Musulman Dzholomanov

Personal information
- Born: 21 June 1997 (age 29)

Sport
- Country: Kyrgyzstan
- Sport: Track and field
- Event: Middle-distance running

= Musulman Dzholomanov =

Kyrgyzstani middle-distance runner

Musulman Dzholomanov (born 21 June 1997) is a Kyrgyzstani middle-distance runner. In 2019, he competed in the men's 1500 metres at the 2019 World Athletics Championships held in Doha, Qatar. He finished in 38th place in the heats.

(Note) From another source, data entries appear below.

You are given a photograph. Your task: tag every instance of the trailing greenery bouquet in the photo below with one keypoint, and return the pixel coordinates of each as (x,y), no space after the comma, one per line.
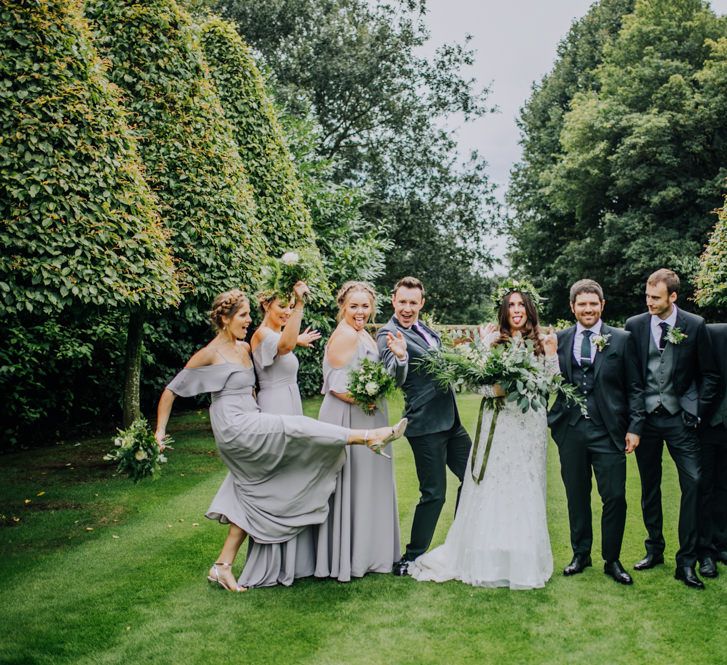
(370,383)
(137,452)
(514,366)
(281,275)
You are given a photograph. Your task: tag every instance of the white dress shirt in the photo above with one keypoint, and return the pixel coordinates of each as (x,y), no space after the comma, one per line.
(578,340)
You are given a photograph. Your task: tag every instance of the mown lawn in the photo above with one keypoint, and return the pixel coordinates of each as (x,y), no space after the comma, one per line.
(96,570)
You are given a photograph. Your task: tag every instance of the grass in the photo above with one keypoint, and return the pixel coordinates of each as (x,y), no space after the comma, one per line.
(96,570)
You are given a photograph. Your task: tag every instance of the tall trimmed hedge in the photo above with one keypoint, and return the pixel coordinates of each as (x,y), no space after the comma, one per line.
(78,222)
(712,275)
(191,159)
(285,219)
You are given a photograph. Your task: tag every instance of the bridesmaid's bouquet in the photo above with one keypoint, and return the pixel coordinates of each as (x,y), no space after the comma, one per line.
(137,453)
(281,275)
(370,383)
(514,366)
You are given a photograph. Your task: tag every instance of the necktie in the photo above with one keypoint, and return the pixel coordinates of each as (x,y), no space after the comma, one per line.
(586,349)
(419,330)
(664,332)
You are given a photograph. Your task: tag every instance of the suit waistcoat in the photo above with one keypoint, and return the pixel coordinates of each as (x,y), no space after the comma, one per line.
(659,389)
(584,381)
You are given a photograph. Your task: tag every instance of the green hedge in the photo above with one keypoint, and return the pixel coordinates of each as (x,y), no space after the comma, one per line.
(191,158)
(78,221)
(285,219)
(712,276)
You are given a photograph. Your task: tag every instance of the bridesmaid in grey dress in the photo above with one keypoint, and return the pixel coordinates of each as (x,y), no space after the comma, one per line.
(361,534)
(282,468)
(277,373)
(272,352)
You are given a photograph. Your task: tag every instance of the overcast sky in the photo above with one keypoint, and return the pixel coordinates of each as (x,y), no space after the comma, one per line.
(516,43)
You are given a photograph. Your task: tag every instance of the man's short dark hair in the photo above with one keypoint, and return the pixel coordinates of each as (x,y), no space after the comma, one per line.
(585,286)
(669,277)
(408,283)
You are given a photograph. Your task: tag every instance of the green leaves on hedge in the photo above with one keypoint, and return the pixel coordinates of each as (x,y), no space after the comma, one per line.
(285,220)
(187,145)
(79,223)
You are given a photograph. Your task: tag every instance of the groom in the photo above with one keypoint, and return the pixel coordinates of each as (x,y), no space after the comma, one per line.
(434,432)
(600,361)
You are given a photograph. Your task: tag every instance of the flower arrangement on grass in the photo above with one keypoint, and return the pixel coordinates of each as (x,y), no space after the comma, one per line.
(370,383)
(137,452)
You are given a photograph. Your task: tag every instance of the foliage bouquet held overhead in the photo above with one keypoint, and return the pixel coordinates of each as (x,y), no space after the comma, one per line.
(370,383)
(137,453)
(281,275)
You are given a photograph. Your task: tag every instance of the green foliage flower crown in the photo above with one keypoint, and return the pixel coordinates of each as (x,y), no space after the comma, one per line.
(511,285)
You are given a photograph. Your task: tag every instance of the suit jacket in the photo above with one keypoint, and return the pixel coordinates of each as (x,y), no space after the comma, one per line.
(618,390)
(694,374)
(718,337)
(428,407)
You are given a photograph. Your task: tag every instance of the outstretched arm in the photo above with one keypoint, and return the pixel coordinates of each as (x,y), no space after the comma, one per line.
(392,351)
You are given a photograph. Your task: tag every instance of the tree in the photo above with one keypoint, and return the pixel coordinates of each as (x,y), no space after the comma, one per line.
(187,146)
(80,230)
(536,225)
(380,107)
(642,163)
(283,215)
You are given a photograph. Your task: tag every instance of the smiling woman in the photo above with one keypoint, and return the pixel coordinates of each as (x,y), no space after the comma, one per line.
(275,461)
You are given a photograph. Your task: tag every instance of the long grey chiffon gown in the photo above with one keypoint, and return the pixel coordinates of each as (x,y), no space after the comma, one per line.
(282,468)
(278,563)
(361,534)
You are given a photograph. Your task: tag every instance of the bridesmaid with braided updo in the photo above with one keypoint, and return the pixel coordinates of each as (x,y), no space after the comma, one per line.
(361,534)
(282,468)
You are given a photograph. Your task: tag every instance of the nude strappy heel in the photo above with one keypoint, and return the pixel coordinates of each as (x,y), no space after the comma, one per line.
(214,577)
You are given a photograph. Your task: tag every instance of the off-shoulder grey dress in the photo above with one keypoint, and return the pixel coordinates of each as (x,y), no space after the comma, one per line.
(277,378)
(282,468)
(361,534)
(278,563)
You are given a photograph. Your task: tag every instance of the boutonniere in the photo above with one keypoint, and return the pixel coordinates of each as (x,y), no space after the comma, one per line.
(601,341)
(675,336)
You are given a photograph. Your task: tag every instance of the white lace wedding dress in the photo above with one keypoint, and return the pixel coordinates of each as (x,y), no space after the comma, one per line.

In 2017, he competed in the men's 800 metres event at the Asian Athletics Championships held in Bhubaneswar, India. In the same year, he represented Kyrgyzstan at the 2017 Summer Universiade held in Taipei, Taiwan in the men's 1500 metres event. He did not qualify to compete in the final. In 2018, he represented Kyrgyzstan at the 2018 Asian Games held in Jakarta, Indonesia. He competed in the men's 800 metres and men's 1500 metres events.

In 2019, he competed in the men's 800 metres and men's 1500 metres events at the 2019 Asian Athletics Championships held in Doha, Qatar. In the 800 metres event he did not advance to compete in the final and in the 1500 metres event he finished in 10th place in the final.